Realizing that she could use some help, we began looking on Craig's list for another great Pyrenees. They are a popular dog breed here in west Texas but people do not realize just how active they are and how much room they need to run. So, there are frequent listings for them.
It did not take long for Cotton to adjust to Snowball - both female great Pyrenees. In a matter of minutes, Cotton had established her dominance and as long as Snowball remembers who is in charge, they get along just fine! Often, I hear them in the night barking in response to coyotes howling in the distance and, off they go on their protection patrol against them. Both dogs run after the coyotes and they both sleep much of the day, but they watch each other's back. They are a team!
They can handle their own against coyotes, but, porcupines seem to be a different story!
Last Saturday morning we woke to the photo you see above. Yes, that is Snowball with hundreds of porcupine quills in her mouth, jaw, face and neck. Cotton seemed to be the smarter of the two as she only had about 10 quills in her mouth. They were so pitiful - whimpering and growling in pain. And, can you imagine, neither were willing to sit still and pose for pictures!
It has been quite a science lesson! After researching online the best way to remove the quills, we decided to cut them off to about an inch and then pull them out. One source reported that since the quills are hollow, cutting them relieves some pressure causing them to shrink, allowing them to be easily pulled out. That all sounds well and good, but I am convinced that whoever wrote that, had never tried to put it into practice on a dog who is filled with quills. And in pain!
We gave up cutting the quills since they broke off during the whole ordeal of fighting the dogs to get at them! Finally, after being hog tied and having boys sitting on them, the dogs realized that we were trying to help. As the quills were removed they calmed down and seemed resigned to the fact that this was indeed helping.
As you can see, there is no discernible barb on the end of the quills.
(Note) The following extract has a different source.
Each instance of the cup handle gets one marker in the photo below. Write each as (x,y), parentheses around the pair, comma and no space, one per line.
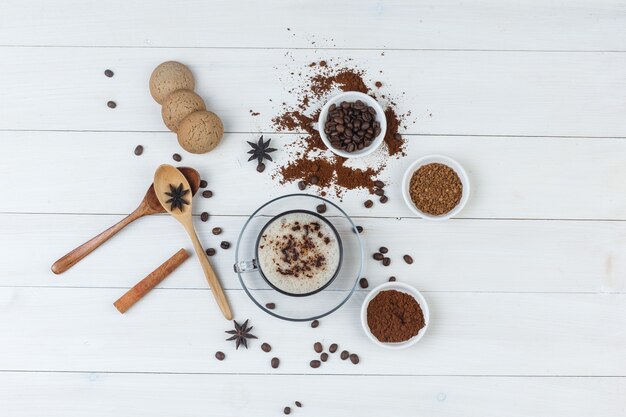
(245,266)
The black end was sticking into the dogs. The other end is where the quill grew from the porcupine.
Now, you would think they would have learned their lesson. Leave porcupines alone, or to put it another way, porcupines = pain.
But, you would be wrong - like we were!
On Monday morning, déjà vu - here we go again! This time, there were not as many - Cotton only had 3 and Snowball had about 15. You can see Cotton's quills on the left in the above photo.
Fool me once shame on you. Fool me twice, shame on me! They have obviously never heard this saying. But what about a third time?
Yes, it happened again on Wednesday morning - Snowball tangled with a porcupine once more! I think she knew I was sharing this with you and she was humiliated that she had fallen for it again! Even though she only had about 10 quills in her mouth, there was no way she was letting me take another picture!
The third times the charm!
Maybe Cotton and Snowball are learning. After all, the number of quills is getting less with each meeting. In fact, Cotton left the porcupine alone the last time. Snowball, well, we will see! Hopefully our dogs will learn that dogs and porcupine (quills) don't mix!